La procédure de nomination et le statut du procureur européen auraient pour objet de garantir son indépendance. Ils devraient s'inspirer de ceux des juges de la Cour de justice de l'Union européenne. Il nous a par ailleurs été indiqué qu'un règlement élaboré en parallèle devrait modifier les règles régissant le fonctionnement d'Eurojust depuis 2009, afin, notamment, de décharger le collège des fonctions administratives.

La structure hiérarchique proposée semble à première vue s'éloigner de la structure collégiale qu'avait appelée de ses voeux la résolution adoptée par notre Assemblée en août 2011, et qui aurait reposé sur Eurojust. Pour autant, elle n'est pas incompatible avec notre vision et me semble devoir être acceptée au nom du pragmatisme.

Sur le plan de la compétence matérielle, l'idée de la Commission européenne serait, dans un premier temps, de ne confier à ce Parquet européen que les questions relatives à la protection des intérêts financiers de l'Union. Par la suite, l'idée défendue par la délégation que nous avons reçue est que, une fois l'autorité du Parquet européen assise, son efficacité reconnue et sa valeur ajoutée démontrée, il deviendrait politiquement envisageable – voire aisé – d'élargir son champ de compétence à la lutte contre la grande criminalité transfrontalière, comme le permet le TFUE. La proposition de la Commission constituerait ainsi une première étape vers la réalisation de ce que nous souhaitons.

Si cette option peut apparaître quelque peu en retrait par rapport aux orientations de notre rapport d'information de juin 2011 et à la résolution d'août 2011, force est de reconnaître qu'elle obéit au réalisme et qu'elle est sans doute la meilleure voie pour aboutir rapidement à la création d'un Parquet européen opérationnel.

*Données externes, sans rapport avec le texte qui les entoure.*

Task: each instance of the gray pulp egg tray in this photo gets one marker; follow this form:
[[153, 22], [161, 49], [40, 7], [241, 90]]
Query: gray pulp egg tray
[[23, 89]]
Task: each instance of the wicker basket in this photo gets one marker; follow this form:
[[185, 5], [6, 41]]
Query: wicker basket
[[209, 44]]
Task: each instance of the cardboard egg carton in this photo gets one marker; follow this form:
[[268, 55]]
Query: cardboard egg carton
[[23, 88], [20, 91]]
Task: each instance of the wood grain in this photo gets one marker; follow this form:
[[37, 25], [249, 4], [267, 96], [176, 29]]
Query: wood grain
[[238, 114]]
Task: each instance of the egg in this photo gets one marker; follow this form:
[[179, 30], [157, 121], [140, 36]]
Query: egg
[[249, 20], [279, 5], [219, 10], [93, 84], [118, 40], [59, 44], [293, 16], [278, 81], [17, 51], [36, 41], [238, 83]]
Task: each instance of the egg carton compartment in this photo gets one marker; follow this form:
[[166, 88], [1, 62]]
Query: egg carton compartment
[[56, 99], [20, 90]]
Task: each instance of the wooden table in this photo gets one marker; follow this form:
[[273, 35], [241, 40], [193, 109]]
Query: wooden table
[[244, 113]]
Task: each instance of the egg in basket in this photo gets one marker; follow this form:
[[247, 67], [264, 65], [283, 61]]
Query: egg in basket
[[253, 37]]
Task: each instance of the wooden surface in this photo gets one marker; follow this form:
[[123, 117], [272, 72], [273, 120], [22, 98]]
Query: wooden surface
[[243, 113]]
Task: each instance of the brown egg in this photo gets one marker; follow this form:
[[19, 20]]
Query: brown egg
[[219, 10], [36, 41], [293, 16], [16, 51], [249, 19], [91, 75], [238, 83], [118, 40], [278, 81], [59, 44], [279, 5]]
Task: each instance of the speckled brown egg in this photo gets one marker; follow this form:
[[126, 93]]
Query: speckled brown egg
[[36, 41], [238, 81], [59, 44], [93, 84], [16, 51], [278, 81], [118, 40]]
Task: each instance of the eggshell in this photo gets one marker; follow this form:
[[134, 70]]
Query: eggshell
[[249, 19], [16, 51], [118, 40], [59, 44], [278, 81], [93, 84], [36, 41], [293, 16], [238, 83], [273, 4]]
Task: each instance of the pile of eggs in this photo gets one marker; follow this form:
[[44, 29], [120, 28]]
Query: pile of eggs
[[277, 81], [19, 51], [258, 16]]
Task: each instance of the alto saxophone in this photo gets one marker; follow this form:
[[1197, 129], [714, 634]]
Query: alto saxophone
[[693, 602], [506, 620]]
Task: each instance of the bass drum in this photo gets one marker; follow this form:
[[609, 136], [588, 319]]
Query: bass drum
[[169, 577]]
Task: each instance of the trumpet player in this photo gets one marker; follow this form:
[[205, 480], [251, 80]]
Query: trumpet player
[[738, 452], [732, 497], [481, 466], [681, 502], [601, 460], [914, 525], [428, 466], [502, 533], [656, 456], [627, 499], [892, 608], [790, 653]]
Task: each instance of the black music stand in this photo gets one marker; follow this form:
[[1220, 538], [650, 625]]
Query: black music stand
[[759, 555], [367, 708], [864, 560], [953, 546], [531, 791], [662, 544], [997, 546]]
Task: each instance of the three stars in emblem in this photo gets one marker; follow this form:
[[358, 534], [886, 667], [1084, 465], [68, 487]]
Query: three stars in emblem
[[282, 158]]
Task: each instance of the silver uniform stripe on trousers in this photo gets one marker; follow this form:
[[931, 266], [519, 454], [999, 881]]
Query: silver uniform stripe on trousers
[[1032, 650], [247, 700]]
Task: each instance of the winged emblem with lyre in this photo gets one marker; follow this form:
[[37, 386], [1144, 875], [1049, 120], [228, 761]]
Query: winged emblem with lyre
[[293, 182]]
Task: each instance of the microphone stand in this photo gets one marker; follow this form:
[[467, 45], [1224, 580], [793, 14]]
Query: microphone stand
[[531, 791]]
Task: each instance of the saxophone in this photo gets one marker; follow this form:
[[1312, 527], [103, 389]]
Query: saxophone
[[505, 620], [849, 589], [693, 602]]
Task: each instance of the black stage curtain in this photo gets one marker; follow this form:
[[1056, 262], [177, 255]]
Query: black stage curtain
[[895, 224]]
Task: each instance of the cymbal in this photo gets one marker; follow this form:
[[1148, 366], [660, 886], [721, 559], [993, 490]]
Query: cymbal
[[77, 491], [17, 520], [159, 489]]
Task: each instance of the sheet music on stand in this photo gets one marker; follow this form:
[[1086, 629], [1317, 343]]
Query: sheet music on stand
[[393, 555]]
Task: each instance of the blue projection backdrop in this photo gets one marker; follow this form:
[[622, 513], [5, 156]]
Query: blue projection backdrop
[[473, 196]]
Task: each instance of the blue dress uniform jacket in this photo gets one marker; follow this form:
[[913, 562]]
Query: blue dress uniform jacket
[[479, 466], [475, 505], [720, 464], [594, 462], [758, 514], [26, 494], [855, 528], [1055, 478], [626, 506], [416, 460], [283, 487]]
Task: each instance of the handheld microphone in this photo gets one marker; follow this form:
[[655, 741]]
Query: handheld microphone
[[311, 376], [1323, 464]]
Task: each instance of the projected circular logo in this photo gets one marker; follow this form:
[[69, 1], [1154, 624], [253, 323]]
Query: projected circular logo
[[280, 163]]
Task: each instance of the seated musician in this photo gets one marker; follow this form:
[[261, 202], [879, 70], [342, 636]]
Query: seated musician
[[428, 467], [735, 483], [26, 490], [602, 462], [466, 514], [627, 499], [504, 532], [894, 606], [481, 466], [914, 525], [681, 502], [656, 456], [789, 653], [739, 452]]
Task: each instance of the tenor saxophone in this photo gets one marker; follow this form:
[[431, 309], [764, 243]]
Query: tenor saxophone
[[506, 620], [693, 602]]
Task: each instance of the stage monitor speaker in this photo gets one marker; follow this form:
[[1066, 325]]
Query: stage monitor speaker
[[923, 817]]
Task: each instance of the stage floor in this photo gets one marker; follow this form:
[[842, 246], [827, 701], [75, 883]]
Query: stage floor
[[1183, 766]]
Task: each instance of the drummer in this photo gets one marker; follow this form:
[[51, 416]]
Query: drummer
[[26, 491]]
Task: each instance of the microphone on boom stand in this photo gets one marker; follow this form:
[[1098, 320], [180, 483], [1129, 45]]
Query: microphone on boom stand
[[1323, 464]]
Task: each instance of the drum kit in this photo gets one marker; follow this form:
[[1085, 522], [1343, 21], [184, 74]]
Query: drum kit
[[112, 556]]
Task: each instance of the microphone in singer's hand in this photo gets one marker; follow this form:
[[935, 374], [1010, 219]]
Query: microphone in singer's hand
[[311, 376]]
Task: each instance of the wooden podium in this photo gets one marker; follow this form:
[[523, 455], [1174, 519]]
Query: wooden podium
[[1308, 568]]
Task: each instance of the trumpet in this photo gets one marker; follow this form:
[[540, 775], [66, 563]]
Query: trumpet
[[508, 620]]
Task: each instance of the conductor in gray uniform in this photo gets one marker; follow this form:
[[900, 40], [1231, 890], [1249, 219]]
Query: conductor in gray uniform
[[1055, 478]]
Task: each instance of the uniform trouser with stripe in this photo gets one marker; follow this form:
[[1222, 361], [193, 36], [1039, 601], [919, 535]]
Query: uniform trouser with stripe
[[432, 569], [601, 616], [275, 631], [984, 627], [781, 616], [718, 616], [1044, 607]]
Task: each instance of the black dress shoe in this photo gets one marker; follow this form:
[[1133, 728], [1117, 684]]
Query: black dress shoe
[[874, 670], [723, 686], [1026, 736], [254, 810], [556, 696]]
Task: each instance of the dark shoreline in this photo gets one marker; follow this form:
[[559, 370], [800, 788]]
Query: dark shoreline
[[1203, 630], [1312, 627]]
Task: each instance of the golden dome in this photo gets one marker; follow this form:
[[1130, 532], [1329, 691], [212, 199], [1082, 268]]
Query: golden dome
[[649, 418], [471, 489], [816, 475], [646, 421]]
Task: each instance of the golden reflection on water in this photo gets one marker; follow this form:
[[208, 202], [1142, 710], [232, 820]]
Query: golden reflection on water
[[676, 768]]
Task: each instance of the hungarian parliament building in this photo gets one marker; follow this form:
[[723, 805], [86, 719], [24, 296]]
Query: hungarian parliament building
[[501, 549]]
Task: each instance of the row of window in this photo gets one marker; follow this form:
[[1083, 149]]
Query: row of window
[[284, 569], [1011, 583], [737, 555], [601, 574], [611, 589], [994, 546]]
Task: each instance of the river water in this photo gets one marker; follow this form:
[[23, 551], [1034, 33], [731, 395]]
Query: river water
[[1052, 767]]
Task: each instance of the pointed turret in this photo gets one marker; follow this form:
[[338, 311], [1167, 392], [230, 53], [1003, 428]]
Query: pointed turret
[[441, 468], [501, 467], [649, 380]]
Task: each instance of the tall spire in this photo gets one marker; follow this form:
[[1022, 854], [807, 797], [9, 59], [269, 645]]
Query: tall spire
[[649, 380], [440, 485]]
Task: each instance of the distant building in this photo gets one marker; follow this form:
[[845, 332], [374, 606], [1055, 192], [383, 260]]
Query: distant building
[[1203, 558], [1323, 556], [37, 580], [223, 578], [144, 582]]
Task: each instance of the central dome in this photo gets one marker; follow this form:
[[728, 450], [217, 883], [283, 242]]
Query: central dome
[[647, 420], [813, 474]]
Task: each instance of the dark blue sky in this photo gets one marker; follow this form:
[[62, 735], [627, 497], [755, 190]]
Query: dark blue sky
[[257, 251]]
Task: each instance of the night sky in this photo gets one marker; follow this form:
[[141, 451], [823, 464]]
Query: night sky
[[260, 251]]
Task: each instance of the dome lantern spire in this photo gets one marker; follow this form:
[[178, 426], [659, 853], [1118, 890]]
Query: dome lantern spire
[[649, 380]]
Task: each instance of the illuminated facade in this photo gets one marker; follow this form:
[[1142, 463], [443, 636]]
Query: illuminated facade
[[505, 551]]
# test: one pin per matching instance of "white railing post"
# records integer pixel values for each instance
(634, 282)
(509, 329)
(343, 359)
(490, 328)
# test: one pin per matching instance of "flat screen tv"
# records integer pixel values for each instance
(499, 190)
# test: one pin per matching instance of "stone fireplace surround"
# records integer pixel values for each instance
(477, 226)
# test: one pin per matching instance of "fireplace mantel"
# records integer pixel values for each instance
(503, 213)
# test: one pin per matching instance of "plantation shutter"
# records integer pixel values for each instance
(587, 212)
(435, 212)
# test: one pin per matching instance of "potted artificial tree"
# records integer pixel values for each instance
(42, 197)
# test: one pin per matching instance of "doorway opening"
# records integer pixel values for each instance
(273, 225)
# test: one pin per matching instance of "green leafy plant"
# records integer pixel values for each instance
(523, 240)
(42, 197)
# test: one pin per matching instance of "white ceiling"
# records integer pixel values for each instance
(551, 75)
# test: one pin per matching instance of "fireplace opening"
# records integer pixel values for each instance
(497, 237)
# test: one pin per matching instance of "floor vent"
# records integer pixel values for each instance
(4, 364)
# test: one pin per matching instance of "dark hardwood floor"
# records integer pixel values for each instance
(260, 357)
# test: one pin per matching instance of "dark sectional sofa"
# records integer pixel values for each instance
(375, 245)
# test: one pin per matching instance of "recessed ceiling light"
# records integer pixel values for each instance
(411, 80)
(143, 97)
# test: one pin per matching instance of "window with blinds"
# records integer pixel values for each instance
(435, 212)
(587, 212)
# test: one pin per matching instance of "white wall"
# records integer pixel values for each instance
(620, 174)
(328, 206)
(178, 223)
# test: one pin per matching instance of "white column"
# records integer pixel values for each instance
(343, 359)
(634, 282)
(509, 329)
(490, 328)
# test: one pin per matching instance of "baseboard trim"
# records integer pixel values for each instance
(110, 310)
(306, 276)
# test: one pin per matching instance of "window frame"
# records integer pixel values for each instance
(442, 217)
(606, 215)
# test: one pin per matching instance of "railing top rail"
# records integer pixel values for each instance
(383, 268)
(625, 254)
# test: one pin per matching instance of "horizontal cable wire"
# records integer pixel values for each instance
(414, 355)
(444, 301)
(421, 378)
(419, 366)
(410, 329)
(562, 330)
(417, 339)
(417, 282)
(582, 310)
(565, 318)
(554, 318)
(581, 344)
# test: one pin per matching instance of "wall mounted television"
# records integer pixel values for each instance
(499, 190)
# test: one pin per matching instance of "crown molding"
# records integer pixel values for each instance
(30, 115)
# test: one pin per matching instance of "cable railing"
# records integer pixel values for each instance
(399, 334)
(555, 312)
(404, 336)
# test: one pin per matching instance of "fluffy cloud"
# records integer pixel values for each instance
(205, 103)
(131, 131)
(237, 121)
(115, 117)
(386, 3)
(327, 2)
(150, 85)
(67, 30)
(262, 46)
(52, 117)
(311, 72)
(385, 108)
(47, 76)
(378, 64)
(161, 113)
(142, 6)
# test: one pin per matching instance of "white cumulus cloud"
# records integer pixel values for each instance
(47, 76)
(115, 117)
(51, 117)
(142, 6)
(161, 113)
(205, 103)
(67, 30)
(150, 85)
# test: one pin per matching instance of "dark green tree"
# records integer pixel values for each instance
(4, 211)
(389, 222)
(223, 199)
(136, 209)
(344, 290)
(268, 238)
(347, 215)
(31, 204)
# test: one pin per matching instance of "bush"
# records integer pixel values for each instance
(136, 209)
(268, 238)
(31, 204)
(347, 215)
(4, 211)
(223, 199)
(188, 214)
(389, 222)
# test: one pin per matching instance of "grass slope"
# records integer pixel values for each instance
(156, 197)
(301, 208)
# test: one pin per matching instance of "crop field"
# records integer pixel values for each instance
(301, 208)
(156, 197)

En conclusion, il me semble que nous ne pouvons que nous réjouir de la perspective de la création du Parquet européen à un horizon relativement proche, l'essentiel étant de parvenir à dépasser les notions de souveraineté nationale et de coopération internationale dans le domaine pénal, et ainsi éviter les conflits entre juridictions des États membres, quand ce n'est pas leur inaction.